Способы восстановления коллатеральных связок коленного сустава
Пластика коллатеральной большеберцовой связки.Разрывы коллатеральной большеберцовой связки встречаются чаще, чем разрывы коллатеральной малоберцовой. Нередко они сочетаются с повреждениями внутреннего мениска и передней крестообразной связки (триада Турнера).
Для восстановления стабильности коленного сустава при разрыве коллатеральной большеберцовой связки раньше наиболее часто применяли операцию Кемпбела (Рис. 2-9.).

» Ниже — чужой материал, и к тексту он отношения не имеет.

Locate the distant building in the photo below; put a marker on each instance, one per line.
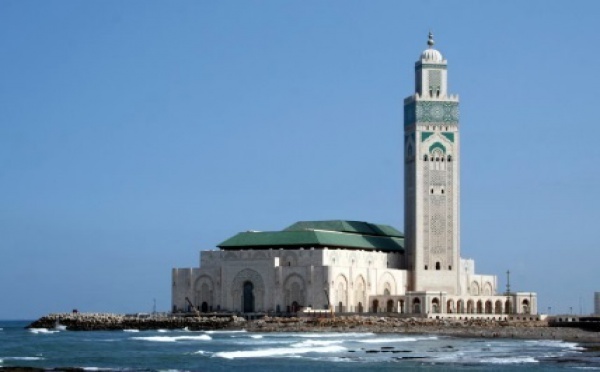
(361, 267)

Материалом для пластики служит полоска из широкой фасции бедра.
Рис. 2-9. Схема операции Кемпбела
В последующем предложено немало способов оперативного восстановления коллатеральной большеберцовой связки: гофрирование (Меркулова Р. И., 1973; Краснов А. Ф., Чернов А. П., 1984); пластика связки лавсаном (Громов МБ., 1968; Сухоносенко В. М., 1974; Чемерис А. И., 1982; Мовшович И. А., 1983), консервированным сухожилием (Калнберз В. К., 1964); аутопластика (Каплан А. В., 1967; Литтман И., 1982; — Трубников В. Ф., 1984).
В 1985 г. А. Ф. Краснов и Г. П. Котельников разработали новый способ аутопластики этой связки.
Делают разрез мягких тканей в проекции нижней трети нежной мышцы и выделяют ее сухожилие (Рис. 2-10).
Рис. 2-10. Схема аутопластики внутренней боковой связки
В области внутреннего надмыщелка бедра формируют костно-надкостничную створку, под которую перемещают сухожилие. Затем подшивают его к надкостнице у входа и выхода. Створку укрепляют трансоссальными швами. Ушивают рану. Накладывают циркулярную гипсовую повязку от кончиков пальцев до верхней трети бедра на 4 недели. Угол сгибания в коленном суставе 170°.
Описанная операция выгодно отличается от применяемых ранее малой травматичностью, несложностью техники исполнения. Трансплантат под костно-надкостничной створкой фиксируется надежно за счет тенодеза, что доказано клиническими и экспериментальными работами А. Ф. Краснова (1967). Вторая точка фиксации у большеберцовой кости остается естественной.
Пластика коллатеральной малоберцовой связки. Взастарелых случаях стабильность коленного сустава при разрывах коллатеральной малоберцовой связки восстанавливают с помощью ее пластики ауто- или ксеноматериалами. Как правило, предпочтение отдают аутопластическим вмешательствам. Например, операция Эдварса, где связка формируется из лоскута широкой фасции бедра (Рис. 2-11).
Рис. 2-11. Схема операции Эдварса
Наряду с известными методиками пластики при разрывах коллатеральной малоберцовой связки используется и способ ее аутопластики, предложенный Г. П. Котельниковым (1987). Применяется он при разрывах коллатеральной малоберцовой связки у больных с компенсированными и субкомпенсированными формами нестабильности коленного сустава. При декомпенсированной форме нестабильности взятие трансплантата из широкой фасции нежелательно из-за резкой атрофии мышц бедра.
Из широкой фасции бедра выкраивают трансплантат размером 3x10 см с основанием у наружного мыщелка. В области надмыщелка бедра формируют костно-надкостничную створку основанием кзади под ширину трансплантата (Рис. 2-12).
Рис. 2-12. Схема аутопластики наружной коллатеральной связки
Второй продольный разрез длиной 3-4 см делают над головкой малоберцрвой кости. В ней формируют канал в переднезаднем направлении, помня об опасности повреждения общего малоберцового нерва. Укладывают трансплантат под створку, натягивают и проводят его через канал. Прошивают у места входа и выхода. Костно-надкостничную створку фиксируют чрескостными швами. Свободный конец фасции подшивают к трансплантату в виде дубликатуры. Раны ушивают наглухо. Накладывают гипсовую циркулярную повязку от кончиков пальцев до верхней трети бедра под углом в коленном суставе 165-170° на 4 недели.